Journal of Clinical Oncology, Vol 19, Issue 4
(February), 2001: 1167-1175
© 2001 American Society for Clinical Oncology
Phase I and Pharmacokinetic Study of the Oral Farnesyl Transferase Inhibitor SCH 66336 Given Twice Daily to Patients With Advanced Solid Tumors
By Ferry A.L.M. Eskens,
Ahmad Awada,
David L. Cutler,
Maja J.A. de Jonge,
Gré P.M. Luyten,
Marije N. Faber,
Paul Statkevich,
Alex Sparreboom,
Jaap Verweij,
Axel-R. Hanauske,
Martine Piccart,
for the European Organization for Research and Treatment of Cancer Early Clinical Studies Group
From the Department of Medical Oncology, Rotterdam Cancer Institute (Daniel den Hoed Kliniek), Rotterdam; Department of Ophthalmology, University Hospital, Rotterdam; and NDDO Oncology, Amsterdam, the Netherlands; Institut Jules Bordet and European Organization for Research and Treatment of Cancer Early Clinical Studies Group, Brussels, Belgium; and Schering-Plough Research Institute, Kenilworth, NJ.
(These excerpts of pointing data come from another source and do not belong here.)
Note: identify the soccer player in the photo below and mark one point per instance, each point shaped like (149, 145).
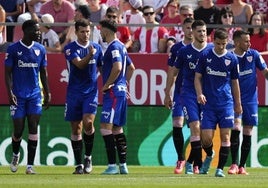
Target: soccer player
(249, 61)
(217, 90)
(24, 60)
(83, 59)
(186, 61)
(177, 113)
(117, 70)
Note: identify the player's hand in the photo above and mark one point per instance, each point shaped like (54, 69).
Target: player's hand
(201, 99)
(168, 102)
(107, 87)
(13, 100)
(47, 99)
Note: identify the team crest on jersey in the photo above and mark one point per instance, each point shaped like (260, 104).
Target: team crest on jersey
(37, 52)
(209, 60)
(249, 58)
(68, 52)
(115, 53)
(227, 62)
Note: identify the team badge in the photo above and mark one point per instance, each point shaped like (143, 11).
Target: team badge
(227, 62)
(68, 52)
(249, 58)
(37, 52)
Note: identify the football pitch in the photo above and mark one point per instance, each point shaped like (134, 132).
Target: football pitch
(139, 176)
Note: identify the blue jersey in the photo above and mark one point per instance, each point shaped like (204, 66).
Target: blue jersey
(217, 73)
(186, 61)
(116, 52)
(82, 80)
(171, 60)
(248, 63)
(25, 62)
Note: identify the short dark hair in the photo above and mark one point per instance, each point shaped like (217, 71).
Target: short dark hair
(85, 11)
(238, 33)
(112, 10)
(81, 23)
(197, 23)
(221, 33)
(109, 24)
(28, 24)
(188, 20)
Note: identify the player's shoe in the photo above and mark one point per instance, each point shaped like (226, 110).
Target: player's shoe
(206, 164)
(87, 165)
(79, 170)
(123, 168)
(189, 168)
(15, 162)
(196, 170)
(219, 173)
(111, 170)
(242, 171)
(179, 167)
(30, 170)
(233, 169)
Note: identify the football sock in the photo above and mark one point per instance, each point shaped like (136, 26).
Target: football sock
(16, 146)
(88, 141)
(235, 142)
(32, 144)
(77, 149)
(224, 151)
(110, 148)
(245, 148)
(178, 141)
(121, 145)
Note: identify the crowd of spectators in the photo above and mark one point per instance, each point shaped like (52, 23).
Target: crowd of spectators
(234, 14)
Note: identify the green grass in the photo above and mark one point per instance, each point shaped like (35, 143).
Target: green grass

Address reprint requests to Ferry A.L.M. Eskens, MD, Department of Medical Oncology, University Hospital Rotterdam, PO Box 2040, 3000 CA Rotterdam, the Netherlands; email: eskens{at}oncd.azr.nl
PURPOSE: A single-agent dose-escalating phase I and pharmacokinetic study on the farnesyl transferase inhibitor SCH 66336 was performed to determine the safety profile, maximum-tolerated dose, and recommended dose for phase II studies. Plasma and urine pharmacokinetics were determined.
PATIENTS AND METHODS: SCH 66336 was given orally bid without interruption to patients with histologically or cytologically confirmed solid tumors. Routine antiemetics were not prescribed.
RESULTS: Twenty-four patients were enrolled onto the study. Dose levels studied were 25, 50, 100, 200, 400, and 300 mg bid. Pharmacokinetic sampling was performed on days 1 and 15. At 400 mg bid, the dose-limiting toxicity (DLT) consisted of grade 4 vomiting, grade 4 neutropenia and thrombocytopenia, and the combination of grade 3 anorexia and diarrhea with reversible grade 3 plasma creatinine elevation. After dose reduction, at 300 mg bid, the DLTs consisted of grade 4 neutropenia, grade 3 neurocortical toxicity, and the combination of grade 3 fatigue with grade 2 nausea and diarrhea. The recommended dose for phase II studies is 200 mg bid, which was found feasible for prolonged periods of time. Pharmacokinetic analysis showed a greater than dose-proportional increase in drug exposure and peak plasma concentrations, with increased parameters at day 15 compared with day 1, indicating some accumulation on multiple dosing. Plasma half-life ranged from 4 to 11 hours and seemed to increase with increasing doses. Steady-state plasma concentrations were attained at days 7 through 14. A large volume of distribution at steady-state indicated extensive distribution outside the plasma compartment.
CONCLUSION: SCH 66336 can be administered safely using a continuous oral bid dosing regimen. The recommended dose for phase II studies using this regimen is 200 mg bid.